A lightning-sparked wildfire roared unchecked on Sunday through tinder-dry grass, brush and timber in north-central California, where an estimated 3,000 people were forced from their homes in several small, rural communities, authorities said.
The blaze, which erupted on Saturday amid some 900 lightning strikes unleashed by thunderstorms that rolled through Northern California, has scorched at least 12,000 acres of private and public land along the border of Shasta and Tehama counties, officials said.

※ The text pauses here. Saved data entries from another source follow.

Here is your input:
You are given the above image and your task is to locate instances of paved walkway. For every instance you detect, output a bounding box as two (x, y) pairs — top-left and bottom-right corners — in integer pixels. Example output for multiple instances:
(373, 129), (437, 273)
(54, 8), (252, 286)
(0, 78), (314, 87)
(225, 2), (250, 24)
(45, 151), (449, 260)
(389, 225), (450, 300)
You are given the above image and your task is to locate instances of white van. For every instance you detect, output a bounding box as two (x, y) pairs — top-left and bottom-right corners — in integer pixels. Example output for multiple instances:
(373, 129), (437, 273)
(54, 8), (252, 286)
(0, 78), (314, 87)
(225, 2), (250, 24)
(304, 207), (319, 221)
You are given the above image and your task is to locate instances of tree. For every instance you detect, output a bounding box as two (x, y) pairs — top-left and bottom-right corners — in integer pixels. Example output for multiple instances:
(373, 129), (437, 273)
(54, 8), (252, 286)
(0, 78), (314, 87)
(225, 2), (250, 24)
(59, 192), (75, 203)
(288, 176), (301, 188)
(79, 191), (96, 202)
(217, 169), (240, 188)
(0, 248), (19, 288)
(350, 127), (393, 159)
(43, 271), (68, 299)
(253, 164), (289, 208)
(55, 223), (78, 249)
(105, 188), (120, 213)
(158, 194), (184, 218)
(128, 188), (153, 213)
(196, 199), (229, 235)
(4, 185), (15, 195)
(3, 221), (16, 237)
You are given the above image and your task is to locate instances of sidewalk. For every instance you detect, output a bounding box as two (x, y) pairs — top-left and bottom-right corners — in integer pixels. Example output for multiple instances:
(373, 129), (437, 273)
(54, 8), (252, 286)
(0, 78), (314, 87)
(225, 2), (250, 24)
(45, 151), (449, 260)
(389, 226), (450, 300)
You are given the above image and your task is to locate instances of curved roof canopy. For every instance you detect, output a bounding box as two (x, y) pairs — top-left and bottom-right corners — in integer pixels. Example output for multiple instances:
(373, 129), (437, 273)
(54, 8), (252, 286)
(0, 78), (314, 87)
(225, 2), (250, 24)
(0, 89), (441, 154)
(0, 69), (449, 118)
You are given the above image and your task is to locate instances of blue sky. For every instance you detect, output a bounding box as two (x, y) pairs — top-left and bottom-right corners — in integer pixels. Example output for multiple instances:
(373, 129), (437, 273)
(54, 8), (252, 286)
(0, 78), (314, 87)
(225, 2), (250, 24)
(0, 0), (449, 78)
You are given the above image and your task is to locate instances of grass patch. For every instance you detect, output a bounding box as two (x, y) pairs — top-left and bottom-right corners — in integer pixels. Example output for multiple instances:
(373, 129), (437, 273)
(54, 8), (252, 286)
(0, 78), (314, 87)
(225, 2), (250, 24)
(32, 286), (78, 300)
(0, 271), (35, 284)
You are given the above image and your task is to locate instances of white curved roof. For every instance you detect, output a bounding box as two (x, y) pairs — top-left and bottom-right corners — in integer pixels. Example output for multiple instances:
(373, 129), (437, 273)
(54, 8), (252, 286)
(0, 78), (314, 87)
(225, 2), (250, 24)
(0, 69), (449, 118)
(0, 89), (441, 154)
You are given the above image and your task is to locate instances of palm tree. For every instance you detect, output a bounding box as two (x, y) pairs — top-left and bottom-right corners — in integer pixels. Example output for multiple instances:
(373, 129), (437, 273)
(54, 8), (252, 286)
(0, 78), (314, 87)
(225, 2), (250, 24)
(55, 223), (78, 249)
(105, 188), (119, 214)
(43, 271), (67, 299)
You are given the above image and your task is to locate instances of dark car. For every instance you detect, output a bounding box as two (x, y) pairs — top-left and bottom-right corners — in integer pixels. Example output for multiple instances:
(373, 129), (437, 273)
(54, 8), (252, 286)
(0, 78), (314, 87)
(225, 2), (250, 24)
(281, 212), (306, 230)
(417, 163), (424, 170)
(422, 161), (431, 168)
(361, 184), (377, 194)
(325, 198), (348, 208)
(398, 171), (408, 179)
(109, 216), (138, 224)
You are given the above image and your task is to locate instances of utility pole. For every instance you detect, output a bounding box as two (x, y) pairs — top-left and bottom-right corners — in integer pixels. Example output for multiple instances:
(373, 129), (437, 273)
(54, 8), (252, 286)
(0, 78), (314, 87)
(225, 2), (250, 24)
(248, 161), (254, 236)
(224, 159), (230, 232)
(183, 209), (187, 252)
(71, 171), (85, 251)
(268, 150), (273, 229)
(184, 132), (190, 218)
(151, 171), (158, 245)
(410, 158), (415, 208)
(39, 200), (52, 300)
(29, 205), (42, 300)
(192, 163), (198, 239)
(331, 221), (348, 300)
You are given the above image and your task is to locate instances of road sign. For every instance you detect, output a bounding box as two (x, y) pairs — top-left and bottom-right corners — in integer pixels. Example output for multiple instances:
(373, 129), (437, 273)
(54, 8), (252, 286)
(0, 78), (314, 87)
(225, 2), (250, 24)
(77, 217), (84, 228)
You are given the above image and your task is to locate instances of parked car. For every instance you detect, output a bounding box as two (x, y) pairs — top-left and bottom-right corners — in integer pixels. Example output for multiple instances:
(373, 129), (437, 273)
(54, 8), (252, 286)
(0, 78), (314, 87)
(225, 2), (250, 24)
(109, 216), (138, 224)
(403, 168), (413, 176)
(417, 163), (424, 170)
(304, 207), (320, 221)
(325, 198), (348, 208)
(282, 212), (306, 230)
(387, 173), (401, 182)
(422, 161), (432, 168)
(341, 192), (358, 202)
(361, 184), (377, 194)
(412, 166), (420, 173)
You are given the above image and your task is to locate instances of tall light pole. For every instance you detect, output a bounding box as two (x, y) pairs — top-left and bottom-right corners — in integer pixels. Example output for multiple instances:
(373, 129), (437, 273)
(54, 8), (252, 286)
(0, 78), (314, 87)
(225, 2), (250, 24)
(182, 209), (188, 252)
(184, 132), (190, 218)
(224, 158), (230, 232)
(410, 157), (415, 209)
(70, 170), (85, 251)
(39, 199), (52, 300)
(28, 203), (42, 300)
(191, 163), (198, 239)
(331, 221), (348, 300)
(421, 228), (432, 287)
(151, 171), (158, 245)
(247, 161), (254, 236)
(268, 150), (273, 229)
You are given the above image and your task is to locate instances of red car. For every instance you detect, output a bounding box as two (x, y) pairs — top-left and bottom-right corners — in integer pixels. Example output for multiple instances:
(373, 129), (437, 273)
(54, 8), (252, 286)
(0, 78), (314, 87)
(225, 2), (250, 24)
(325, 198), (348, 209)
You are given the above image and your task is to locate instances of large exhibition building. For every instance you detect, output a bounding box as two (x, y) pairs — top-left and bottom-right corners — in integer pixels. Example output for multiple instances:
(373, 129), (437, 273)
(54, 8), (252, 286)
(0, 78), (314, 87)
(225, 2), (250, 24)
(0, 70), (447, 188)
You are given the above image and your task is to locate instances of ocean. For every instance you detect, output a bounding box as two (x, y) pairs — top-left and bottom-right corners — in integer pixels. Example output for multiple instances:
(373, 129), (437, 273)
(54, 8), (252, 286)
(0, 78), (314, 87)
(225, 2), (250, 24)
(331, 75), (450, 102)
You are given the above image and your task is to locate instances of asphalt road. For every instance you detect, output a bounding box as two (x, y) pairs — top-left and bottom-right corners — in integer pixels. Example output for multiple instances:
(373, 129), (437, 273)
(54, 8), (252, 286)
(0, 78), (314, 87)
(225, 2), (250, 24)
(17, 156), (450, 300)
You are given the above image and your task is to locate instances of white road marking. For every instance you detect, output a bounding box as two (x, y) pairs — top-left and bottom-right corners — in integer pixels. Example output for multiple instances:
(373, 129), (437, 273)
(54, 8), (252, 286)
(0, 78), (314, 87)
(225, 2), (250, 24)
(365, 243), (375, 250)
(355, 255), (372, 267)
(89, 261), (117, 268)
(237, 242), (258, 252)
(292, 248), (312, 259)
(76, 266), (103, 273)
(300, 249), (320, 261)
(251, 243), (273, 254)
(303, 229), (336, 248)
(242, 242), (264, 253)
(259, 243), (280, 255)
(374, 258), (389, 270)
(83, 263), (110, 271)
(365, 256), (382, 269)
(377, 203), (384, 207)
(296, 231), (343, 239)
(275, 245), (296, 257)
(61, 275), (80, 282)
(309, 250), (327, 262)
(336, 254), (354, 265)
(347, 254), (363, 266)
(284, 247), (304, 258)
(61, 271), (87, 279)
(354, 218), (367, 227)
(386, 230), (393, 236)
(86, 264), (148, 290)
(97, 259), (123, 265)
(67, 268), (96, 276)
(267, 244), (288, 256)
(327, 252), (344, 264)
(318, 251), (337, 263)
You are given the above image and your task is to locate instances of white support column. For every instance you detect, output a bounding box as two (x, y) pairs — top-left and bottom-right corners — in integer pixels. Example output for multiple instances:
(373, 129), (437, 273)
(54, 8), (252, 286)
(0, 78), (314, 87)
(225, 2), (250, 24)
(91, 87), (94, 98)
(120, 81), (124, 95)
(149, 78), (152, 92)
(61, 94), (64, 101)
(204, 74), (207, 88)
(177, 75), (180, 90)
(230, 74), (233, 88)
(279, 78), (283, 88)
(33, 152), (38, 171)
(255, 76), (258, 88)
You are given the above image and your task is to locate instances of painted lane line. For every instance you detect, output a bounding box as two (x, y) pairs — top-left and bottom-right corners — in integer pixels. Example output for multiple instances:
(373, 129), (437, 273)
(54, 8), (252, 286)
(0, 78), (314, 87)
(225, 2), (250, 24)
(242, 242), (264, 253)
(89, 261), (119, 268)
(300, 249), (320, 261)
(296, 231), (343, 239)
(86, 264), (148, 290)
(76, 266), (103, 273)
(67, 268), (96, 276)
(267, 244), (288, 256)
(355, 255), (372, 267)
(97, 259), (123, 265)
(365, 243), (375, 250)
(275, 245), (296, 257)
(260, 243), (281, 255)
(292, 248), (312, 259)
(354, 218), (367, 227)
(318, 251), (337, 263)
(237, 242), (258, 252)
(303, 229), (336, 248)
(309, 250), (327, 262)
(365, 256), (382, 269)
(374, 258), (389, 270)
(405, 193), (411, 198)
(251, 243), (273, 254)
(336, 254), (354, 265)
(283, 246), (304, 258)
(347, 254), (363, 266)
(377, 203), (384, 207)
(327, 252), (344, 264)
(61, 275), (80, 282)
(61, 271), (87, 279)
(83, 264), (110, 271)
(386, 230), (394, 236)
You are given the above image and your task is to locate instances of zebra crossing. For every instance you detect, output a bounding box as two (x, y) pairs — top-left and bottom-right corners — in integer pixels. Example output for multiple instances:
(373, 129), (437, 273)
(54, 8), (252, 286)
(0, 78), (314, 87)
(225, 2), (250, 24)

There were no reports of injuries, but the so-called Ponderosa blaze has destroyed at least seven homes and was threatening about 3,000 more, said Mary Anne Aldrich, a spokeswoman for the California Department of Forestry and Fire Protection.

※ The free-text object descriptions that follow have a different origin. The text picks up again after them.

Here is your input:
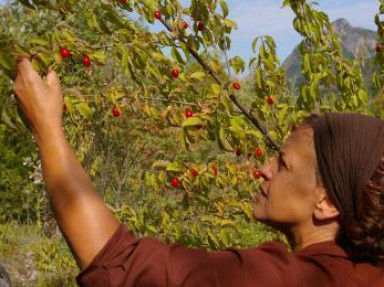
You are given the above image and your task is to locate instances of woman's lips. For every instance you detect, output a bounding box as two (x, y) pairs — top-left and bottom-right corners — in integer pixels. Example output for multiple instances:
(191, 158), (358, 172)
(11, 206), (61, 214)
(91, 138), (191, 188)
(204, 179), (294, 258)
(260, 187), (267, 197)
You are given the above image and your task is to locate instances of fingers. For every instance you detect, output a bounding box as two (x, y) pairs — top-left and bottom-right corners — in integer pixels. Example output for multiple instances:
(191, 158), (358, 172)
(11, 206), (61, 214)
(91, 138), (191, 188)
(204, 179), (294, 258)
(15, 56), (42, 84)
(46, 69), (61, 88)
(13, 69), (25, 97)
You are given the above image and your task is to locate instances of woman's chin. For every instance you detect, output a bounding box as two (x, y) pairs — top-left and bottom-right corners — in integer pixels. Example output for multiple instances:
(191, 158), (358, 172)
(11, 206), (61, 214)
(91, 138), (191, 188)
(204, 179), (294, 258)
(252, 207), (268, 223)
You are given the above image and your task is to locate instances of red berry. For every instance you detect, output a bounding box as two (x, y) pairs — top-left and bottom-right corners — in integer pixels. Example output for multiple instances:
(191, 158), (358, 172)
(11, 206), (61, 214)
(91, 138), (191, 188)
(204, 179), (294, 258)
(185, 108), (194, 118)
(171, 178), (179, 188)
(236, 149), (241, 157)
(182, 21), (189, 29)
(172, 68), (179, 78)
(60, 47), (70, 59)
(112, 107), (120, 117)
(120, 0), (127, 4)
(212, 167), (218, 177)
(233, 82), (241, 90)
(197, 22), (204, 31)
(255, 148), (263, 158)
(253, 170), (261, 179)
(247, 151), (252, 158)
(83, 55), (91, 67)
(155, 10), (161, 20)
(267, 96), (274, 105)
(190, 169), (198, 177)
(375, 43), (382, 53)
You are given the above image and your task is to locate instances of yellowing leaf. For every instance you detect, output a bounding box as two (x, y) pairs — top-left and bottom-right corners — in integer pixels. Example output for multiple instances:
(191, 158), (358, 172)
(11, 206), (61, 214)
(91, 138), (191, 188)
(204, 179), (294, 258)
(152, 160), (171, 169)
(189, 71), (206, 82)
(166, 162), (181, 172)
(182, 117), (203, 127)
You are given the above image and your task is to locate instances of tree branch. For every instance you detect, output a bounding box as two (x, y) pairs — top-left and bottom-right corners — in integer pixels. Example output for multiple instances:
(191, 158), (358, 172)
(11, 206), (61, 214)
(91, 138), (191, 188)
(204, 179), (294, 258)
(159, 18), (279, 151)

She said about 2,000 homes in several communities, including the towns of Manton and Shingletown, about 125 miles north of Sacramento, the state capital, were ordered evacuated starting on Saturday night.
A rough estimate of 3,000 people were believed to have displaced by the evacuation, but precise numbers were hard to come by, Aldrich said.

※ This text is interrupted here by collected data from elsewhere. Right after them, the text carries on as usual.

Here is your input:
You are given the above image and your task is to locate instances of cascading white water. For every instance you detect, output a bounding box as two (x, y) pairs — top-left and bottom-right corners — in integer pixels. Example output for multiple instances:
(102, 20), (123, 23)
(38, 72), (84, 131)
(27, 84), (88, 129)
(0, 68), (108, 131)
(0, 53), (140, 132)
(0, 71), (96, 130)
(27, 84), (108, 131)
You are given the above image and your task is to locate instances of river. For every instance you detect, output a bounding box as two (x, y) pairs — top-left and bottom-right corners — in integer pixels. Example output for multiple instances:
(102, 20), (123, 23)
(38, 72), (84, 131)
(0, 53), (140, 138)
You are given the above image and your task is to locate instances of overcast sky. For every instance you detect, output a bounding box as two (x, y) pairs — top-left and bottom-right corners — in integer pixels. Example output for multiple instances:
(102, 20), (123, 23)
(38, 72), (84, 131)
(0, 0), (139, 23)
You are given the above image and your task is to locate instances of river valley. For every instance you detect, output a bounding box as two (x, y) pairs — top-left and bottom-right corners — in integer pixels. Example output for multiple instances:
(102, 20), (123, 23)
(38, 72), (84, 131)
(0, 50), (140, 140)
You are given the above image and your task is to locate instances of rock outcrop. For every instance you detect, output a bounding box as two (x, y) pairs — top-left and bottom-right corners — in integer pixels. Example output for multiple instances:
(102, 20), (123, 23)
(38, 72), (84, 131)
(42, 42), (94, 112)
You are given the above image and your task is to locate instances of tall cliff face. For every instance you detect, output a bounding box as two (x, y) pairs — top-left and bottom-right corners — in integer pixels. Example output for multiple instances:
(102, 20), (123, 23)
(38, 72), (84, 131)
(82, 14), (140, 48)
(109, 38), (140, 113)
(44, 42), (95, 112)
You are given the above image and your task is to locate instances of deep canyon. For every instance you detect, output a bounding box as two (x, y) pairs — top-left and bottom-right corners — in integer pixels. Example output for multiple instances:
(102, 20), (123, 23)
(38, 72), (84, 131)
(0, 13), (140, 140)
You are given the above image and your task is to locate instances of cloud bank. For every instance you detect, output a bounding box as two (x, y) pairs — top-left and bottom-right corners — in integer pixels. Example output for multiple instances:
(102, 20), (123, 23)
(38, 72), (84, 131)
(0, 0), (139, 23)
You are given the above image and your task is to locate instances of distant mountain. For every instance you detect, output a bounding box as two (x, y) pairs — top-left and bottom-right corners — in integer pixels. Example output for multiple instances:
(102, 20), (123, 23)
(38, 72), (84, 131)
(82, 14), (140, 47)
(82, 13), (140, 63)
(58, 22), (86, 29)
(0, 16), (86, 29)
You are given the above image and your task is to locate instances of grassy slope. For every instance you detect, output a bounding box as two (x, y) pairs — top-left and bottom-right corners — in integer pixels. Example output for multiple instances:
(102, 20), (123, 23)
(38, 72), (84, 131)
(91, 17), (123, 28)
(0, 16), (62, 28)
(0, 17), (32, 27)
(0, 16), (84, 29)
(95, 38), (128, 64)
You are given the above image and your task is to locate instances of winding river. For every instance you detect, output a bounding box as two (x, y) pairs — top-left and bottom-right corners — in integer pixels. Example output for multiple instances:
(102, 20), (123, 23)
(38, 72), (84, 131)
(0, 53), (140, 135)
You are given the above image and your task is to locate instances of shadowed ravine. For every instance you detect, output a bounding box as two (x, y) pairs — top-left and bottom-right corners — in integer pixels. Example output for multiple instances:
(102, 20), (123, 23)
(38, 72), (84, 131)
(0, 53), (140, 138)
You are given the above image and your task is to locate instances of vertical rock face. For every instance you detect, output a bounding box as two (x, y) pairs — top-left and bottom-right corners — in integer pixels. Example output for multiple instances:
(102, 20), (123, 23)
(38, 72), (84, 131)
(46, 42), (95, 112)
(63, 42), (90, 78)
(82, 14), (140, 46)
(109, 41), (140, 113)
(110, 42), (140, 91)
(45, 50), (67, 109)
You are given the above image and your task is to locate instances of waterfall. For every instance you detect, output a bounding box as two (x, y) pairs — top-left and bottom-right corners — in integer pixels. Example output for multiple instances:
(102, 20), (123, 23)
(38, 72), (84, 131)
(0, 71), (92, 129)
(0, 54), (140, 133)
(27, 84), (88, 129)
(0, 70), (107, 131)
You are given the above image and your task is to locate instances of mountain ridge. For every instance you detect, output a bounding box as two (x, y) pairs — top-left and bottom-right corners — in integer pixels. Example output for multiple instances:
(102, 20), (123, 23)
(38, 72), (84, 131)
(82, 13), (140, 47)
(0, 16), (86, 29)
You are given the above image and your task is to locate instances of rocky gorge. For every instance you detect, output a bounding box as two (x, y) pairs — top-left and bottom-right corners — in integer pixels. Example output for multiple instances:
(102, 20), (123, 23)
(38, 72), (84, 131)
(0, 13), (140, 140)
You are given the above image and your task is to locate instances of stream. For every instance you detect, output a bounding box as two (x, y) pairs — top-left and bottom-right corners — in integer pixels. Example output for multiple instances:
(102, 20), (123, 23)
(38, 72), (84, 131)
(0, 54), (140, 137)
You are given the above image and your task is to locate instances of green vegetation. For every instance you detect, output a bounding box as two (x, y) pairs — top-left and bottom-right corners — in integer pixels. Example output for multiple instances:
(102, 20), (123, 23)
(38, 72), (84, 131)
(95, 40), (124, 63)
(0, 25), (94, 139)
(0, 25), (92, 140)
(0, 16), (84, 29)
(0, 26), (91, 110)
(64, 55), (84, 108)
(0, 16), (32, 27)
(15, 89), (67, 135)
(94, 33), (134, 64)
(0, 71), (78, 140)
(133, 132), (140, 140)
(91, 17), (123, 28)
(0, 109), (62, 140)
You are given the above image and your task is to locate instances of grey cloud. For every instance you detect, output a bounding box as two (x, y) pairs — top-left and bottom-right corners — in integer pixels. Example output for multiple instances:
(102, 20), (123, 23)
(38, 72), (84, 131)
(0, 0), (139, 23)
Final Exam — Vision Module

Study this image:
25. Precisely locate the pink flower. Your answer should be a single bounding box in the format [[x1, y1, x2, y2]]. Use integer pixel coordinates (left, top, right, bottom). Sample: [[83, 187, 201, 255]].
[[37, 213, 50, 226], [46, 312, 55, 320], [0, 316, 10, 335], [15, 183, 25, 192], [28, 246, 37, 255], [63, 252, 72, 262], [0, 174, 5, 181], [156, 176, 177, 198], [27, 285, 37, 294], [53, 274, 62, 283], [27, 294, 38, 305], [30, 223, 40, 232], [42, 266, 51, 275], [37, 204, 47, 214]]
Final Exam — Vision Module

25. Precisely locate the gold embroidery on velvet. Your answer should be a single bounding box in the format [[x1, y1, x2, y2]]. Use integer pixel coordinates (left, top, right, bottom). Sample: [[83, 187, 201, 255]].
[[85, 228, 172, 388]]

So far, a force of nearly 1,000 firefighters, 20 water tenders and three helicopters had yet to curtail the fire's growth, officials said.
Hundreds of miles to the northeast in Idaho, a separate wildfire raged for a ninth day through rugged, sun-baked terrain in the Boise National Forest, where firefighters kept up a battle to prevent flames from reaching a newly evacuated town east of the state capital.
The Trinity Ridge blaze has swallowed well over 88,000 acres of sagebrush and timber in south-central Idaho since it was ignited on August 3 by an off-road vehicle that caught fire, authorities said.